Nokogiri RC3 introduced a
patch
for a nasty edge case where if you have libxml-ruby
and Nokogiri
loaded in the same application, you could encounter segmentation
faults due to the way some fields were managed. Updating to Nokogiri
RC3 saw us drop the number of segmentation faults to a third of their
previous counts! Looking at this behaviour further we identified the
cause of this edge case was the way libxml-ruby
managed the fields
despite the ownership on them. In order to address the remaining
segmentation faults, we got together with James and formulated a patch
that would ensure libxml-ruby
would only manage the fields it
explicitly owned. We tested it and deployed it to production where we
monitored it closely for 24 hours. Lo and behold, 0 segmentation
faults! We’d finally found the cause to our issues!
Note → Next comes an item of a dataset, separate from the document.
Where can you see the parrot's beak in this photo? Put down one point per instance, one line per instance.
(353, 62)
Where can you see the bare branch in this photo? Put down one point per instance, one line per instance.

Excited with our
discovery we pushed the patch upstream and it’s now available at
xml4r/libxml-ruby#118.
Ensuring this doesn’t happen again
Like most regressions, proactive monitoring and insights into your normal application behaviour are the best solution for avoiding long running issues like this. To make sure we are not stung with this again, we are taking the following measures:
- Implementing alerting based on any occurrences of segmentation faults within our applications. Our applications should not ever be hitting segmentation faults and if they are, we need to mark them as a high priority and assign engineers to resolve them.
- Dependency graph review on each
bundle update
to see when we have a lingering dependency and possible removal. The gem we were using that leveragedlibxml-ruby
has since been refactored out but the relationships and dependencies were never cleaned up once it was removed. - Better monitoring and roll ups of exceptions on a team by team basis. We are aiming to better integrate our developer tooling with our exception tracker to ensure we can quickly identify an increase in exceptions and work on a resolution before they become a bigger issue.